Afghan Mothers' Names To Be Printed On Children's National ID Cards

2020/09/29 16:56

Today's Vocabulary

1. amendment (n) 
a change to a law that is not yet in operation and is still being discussed

2. advocates (n)
someone who publicly supports something they believe  in

3. setbacks (n) 
something that happens that  delays or prevents a process from developing 

4. decree (n) 
an official statement that something must happen

5. parliament (n) 
in some countries, the group of (usually) elected politicians or other people who make the laws for their country

6. interim (adj) 
temporary and intended
to be used or accepted until something permanent exists

Afghan Mothers' Names To Be Printed On Children's National ID Cards

Afghan mothers will have their names on their children’s national identification cards, after a years-long campaign by women’s rights advocates.

President Ashraf Ghani on September 18 signed into law the amendment to the country’s Citizens Law. The change has been long sought by rights activists in the deeply conservative and religious country where women are identified by the names of their male relatives.

For men, revealing the names of their female relatives in public is considered shameful. Until now, only a father’s name was printed on ID cards.

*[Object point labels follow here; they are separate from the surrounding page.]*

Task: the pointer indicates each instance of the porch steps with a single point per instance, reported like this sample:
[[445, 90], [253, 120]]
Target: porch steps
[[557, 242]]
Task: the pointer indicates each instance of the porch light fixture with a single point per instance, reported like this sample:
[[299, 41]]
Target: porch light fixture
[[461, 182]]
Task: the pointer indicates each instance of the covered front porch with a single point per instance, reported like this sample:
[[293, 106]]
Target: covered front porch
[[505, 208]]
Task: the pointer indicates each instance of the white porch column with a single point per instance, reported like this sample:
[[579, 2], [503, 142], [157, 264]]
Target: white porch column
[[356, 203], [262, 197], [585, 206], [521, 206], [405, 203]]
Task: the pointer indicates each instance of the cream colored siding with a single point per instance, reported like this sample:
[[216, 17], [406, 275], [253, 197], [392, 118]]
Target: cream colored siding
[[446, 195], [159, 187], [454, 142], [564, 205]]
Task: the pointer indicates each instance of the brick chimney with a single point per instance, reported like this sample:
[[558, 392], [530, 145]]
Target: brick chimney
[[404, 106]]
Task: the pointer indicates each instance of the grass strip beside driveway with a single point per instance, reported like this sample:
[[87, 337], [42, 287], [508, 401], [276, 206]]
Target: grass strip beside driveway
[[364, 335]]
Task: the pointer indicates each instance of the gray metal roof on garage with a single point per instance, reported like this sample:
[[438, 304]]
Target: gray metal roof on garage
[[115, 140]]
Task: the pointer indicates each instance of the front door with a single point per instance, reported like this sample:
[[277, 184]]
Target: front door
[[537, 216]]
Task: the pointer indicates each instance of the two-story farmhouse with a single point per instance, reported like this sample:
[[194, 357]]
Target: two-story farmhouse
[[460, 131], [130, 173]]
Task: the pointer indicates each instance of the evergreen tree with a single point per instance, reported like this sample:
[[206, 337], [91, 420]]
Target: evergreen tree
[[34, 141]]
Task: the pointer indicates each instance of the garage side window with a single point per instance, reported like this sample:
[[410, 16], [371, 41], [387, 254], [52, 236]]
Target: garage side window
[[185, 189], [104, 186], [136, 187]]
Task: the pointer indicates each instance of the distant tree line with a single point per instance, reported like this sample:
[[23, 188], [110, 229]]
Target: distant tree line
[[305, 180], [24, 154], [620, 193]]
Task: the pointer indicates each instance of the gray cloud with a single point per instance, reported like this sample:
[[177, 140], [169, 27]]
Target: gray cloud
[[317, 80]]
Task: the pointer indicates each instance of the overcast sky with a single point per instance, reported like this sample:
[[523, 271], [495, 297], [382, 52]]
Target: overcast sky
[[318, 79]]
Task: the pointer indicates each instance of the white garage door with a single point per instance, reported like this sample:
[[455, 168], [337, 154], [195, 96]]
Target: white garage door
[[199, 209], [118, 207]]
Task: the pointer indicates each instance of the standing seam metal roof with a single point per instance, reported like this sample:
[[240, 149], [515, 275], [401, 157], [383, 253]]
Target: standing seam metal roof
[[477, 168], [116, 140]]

Based on Ghani’s decree, a draft of which was recently passed by parliament, mothers’ names will be included alongside fathers’ names on birth certificates and national identity cards.

The change comes after a high-profile campaign by Afghan women under the hashtag #WhereIsMyName. “The mother’s name is officially included in the national identity cards, along with other personal details,” Ghani’s spokesman, Sediq Sediqqi, said on Twitter on September 18.

“This will have immediate real-world consequences for women, making it easier for them to obtain education, health care, and passports and other documentation for their children, and to travel with their children,” Heather Barr, an interim co-director of the New York-based Human Rights Watch, said in a statement on September 18.

Barr added that the decree is important amid ongoing peace talks between the Afghan government and the Taliban extremist group in Qatar.

Rights activists have raised concerns that a political settlement with the militant group could result in setbacks for women’s rights. Under Taliban rule, girls and women were banned from working and going to school.

  1. Where will the mother’s name be put alongside?
  2. What questions would you like to ask the Afghan government?
  3. How would you feel if you didn’t have equal rights?

"If you want something said, ask a man; if you want something done, ask a woman."